Where flower gardening is concerned, I’ve given up – not for any negative reason, you understand, but because I am simply no longer needed. Having saved many things that were already here, planted perennials, sowed biennials, scattered annuals and buried bulbs in previous years, nature now does the work for me and the garden takes care of itself. We haven’t planted the new border where concrete used to be because it will plant itself in the coming months. How could I improve on the swathes of colour, here soft and billowy, there loud and shocking, that have organised their own unique compositions? Would I have thought to take crimson clover and yellow calendula then stitch them through with the dazzling magenta of vetch?
Could it have occurred to me that candy pink granny’s bonnets mingling tastefully with the glaucous blue of cerinthe and then shot through with the screaming fiery orange of nasturtiums might be something that would work? Would I sow candytuft under the grapevine, pansies among the onions, wallflowers between the peas? It’s completely outrageous and I love the whole wild, reckless, hedonistic jumble of nature’s creativity. Let’s just smile and revel in it. Why interfere?
Of course, we’ve already handed the reins over to nature in many, many areas of our patch, those margins and larger spaces left to go deliberately wild after a nudge in the right direction. We’ve recently been developing the orchard area, improving access so that we can wander up and down the steep slopes and spend more time enjoying it; how daft to have a seat there which we barely sat on! Having cleared the rougher areas, knocking back the brambles and applying a selective grass cutting regimen, it is wonderful to watch the whole space regenerating and taking on a new and tantalisingly beautiful aura.

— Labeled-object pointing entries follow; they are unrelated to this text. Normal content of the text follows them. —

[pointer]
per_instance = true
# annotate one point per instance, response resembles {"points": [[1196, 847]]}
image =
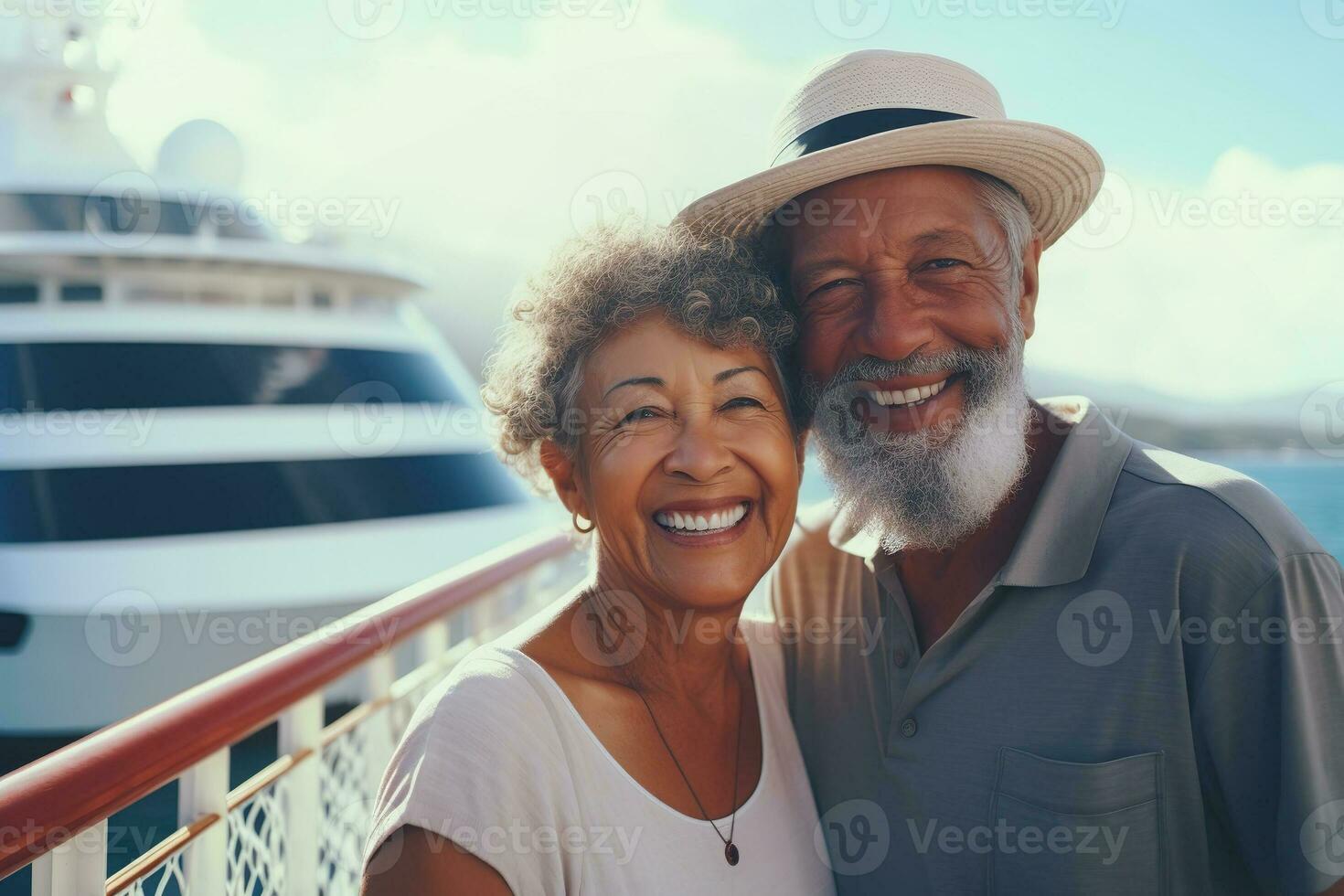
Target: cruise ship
{"points": [[212, 437]]}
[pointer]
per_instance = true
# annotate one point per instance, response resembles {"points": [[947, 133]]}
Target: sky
{"points": [[486, 132]]}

The wildflowers that were already present have proliferated and new ones have appeared, so that beneath the fruit and nut trees – currently resplendent with fragrant blossoms or fat catkins – there are pretty carpets of scattered colour. The verges, too, are a tangle of wild beauty and a-buzz with the rapt attention of a myriad insects.
Have these past six weeks, so worrying and disruptive for much of humanity, brought positive things to the abundance of life we are so lucky to share our environment with? Could the hugely increased numbers and acrobatic energy of the swallows here be a result of a better journey northwards through cleaner air? Is the natural world in general feeling the benefit of fewer machines, less air pollution and less noise?
Has our almost constant presence outside diminished the inhibitions of the resident birds who no longer seem to notice us being here? There is currently a great tit sitting on a hanging basket close by, delicately plucking fibres from the sheep’s fleece I used as liners, without a care in the world; a few moments ago, a dunnock landed on the back of the chair opposite, its beak stuffed with moss, so close I could have reached out and stroked it. It made no rush to leave.
We have at least two more weeks of lockdown here and then, by all accounts, only a very slow lifting of restrictions to movement in small steps towards the ‘new normal.’ By then, I sincerely hope that the human situation will be improving rapidly but in the meantime, with a deep sense of gratitude I shall continue to delight in the beauties of the season and the enchantment of the bumblebees’ song.